When I did hit Roy Wiggan’s mysterious woven Ilma, intended to be danced in ceremony in the west Kimberley, there was no explanation whatsoever. But plenty for Brook Andrew, Vernon Ah Kee and Janet Fieldhouse. This surely reflected Tina Baum’s comment that 50 years ago, “There’s no way shows like this would have been done. That shift has come about because First Nations artists have been in these spaces pushing, and pushing through their work, to create a groundswell of support and engagement”.

50 years ago, of course, the world had only encountered bark works from the tribal north and the very first acrylic boards from Papunya. Art as an aesthetic medium with financial value was virtually unknown. Though the political imperative to reveal a hidden, complex culture was certainly emerging. Now, the Western-trained Blak artists have learnt to “push through their work” to gain the sort of international reputation that Brook Andrew and Richard Bell have achieved, totally justifying their prominence in the original touring ‘Ever Present’ but resulting in a fairly chaotic mish-mash in Canberra.

I have to admit that in the oddly combined ‘Country + Constellations’ rooms, there’s a great explanation of the importance of Country, of return to Country and the discombobulation caused by loss of Country. Then you’re hit by a mighty Timo Hogan Lake Baker/Pantjutjara work replete with powerful Wanampi (water serpent) and the two mythic men of the Wati kutjara Tjukurrpa. Equally mighty is Darrell Sibisado’s neon-enhanced engraving from an ancient riji – a Bardi pearl shell traded as a pubic cover into the Deserts. A Gija triptych from Rover Thomas, Queenie Mackenzie and Paddy Jaminji offer a more ancient picture of their East Kimberley Country and survive well in their ochred intensity. A back room expands Country (but not Constellations, which seem to have gone missing) with Lin Onus, Albert Namatjira and Jonathan Jones’s thought-provoking inked native grasses defacing 19th Century colonial agriculture adverts.

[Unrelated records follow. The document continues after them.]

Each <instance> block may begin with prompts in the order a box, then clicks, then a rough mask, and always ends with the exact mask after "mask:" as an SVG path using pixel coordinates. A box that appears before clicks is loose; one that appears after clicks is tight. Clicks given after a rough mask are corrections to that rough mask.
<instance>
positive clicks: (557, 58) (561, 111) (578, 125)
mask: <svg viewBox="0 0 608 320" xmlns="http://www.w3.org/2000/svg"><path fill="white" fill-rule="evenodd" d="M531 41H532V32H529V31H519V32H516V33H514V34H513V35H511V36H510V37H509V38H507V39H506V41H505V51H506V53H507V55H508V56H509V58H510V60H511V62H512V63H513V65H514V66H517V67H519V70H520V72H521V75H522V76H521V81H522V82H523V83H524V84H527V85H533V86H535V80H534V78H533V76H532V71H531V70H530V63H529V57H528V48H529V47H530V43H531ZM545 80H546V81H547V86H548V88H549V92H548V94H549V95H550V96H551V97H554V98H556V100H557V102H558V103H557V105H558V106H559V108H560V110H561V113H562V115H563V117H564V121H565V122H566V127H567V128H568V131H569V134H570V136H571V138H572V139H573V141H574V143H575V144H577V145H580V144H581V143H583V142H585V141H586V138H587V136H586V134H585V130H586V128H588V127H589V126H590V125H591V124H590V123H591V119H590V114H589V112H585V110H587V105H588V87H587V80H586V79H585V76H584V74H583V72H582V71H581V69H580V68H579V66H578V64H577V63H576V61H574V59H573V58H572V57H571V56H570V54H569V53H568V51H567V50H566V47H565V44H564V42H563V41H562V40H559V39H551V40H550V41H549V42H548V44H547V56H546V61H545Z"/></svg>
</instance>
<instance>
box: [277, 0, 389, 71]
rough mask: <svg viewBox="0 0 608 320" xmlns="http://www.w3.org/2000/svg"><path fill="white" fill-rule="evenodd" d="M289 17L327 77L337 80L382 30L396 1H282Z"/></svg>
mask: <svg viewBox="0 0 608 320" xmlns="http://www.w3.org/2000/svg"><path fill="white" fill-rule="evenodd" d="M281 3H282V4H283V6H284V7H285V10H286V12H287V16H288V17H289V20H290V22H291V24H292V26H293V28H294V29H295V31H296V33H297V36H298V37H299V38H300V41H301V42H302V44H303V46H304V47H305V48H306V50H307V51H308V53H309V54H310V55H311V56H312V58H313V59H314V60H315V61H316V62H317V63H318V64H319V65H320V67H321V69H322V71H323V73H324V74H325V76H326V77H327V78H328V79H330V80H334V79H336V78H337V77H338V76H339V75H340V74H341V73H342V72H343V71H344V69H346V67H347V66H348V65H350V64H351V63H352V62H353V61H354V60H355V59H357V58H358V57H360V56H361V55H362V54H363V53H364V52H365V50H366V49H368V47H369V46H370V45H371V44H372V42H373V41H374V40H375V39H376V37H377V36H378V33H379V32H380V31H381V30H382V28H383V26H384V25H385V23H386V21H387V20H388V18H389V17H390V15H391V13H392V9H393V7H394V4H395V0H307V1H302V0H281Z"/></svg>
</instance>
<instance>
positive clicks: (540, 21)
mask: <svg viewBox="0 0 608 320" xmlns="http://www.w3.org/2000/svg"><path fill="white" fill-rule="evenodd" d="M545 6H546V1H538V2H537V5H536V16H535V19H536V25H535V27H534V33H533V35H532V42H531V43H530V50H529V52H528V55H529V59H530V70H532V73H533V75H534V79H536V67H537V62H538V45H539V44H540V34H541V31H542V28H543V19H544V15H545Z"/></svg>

What Grace Lillian Lee’s Future Woven Flora Forms are doing there is a mystery; neither C nor C.

‘Trade+Influence’ encompasses the influence of the Macassans on coastal Arnhemland, the much-traded riji and the more recent Indonesian input into Desert batiks. But I question whether contemporary Torres Strait Islands work by Messers Tipoti, Nona and Thaiday can be seen as anything but rooted in the old TSI cultures that the Christian Coming of the Light tried so hard to eradicate.

Finally (or perhaps first) came ‘Ancestors and Creators’ where the eternally numinous presence of the ancestors did come across cumulatively. Clifford Possum’s Warlukurlangu is surely the finest work in the exhibition with its seven Dreamings crowded around the central bushfire story of the boys who failed to share their hunting catch and were punished by a raging conflagration. It’s accompanied by two old Wandjinas, Gwion Gwion figures, Owen Yalandja’s flying Yawk Yawks, Uta Uta Tjangala’s Tingari Dreaming, Ginger Riley’s Limmen Blight legends, and Doreen Reid Nakamara’s desert sand dunes, home to so many survival stories, laid flat to achieve a living 3D sensation.

As a bonus, the NGA has left intact it’s alleyway of significant old Papunya boards – quite correctly labelled ‘The Birth of a Movement’. It’s sad, though that the removal of the Aborginal Memorial collection of two hundred Ramingining dupun/funeral poles to the heart of the NGA has left a blank space to look down on from the boards.

Ever Present is on untl 24th August.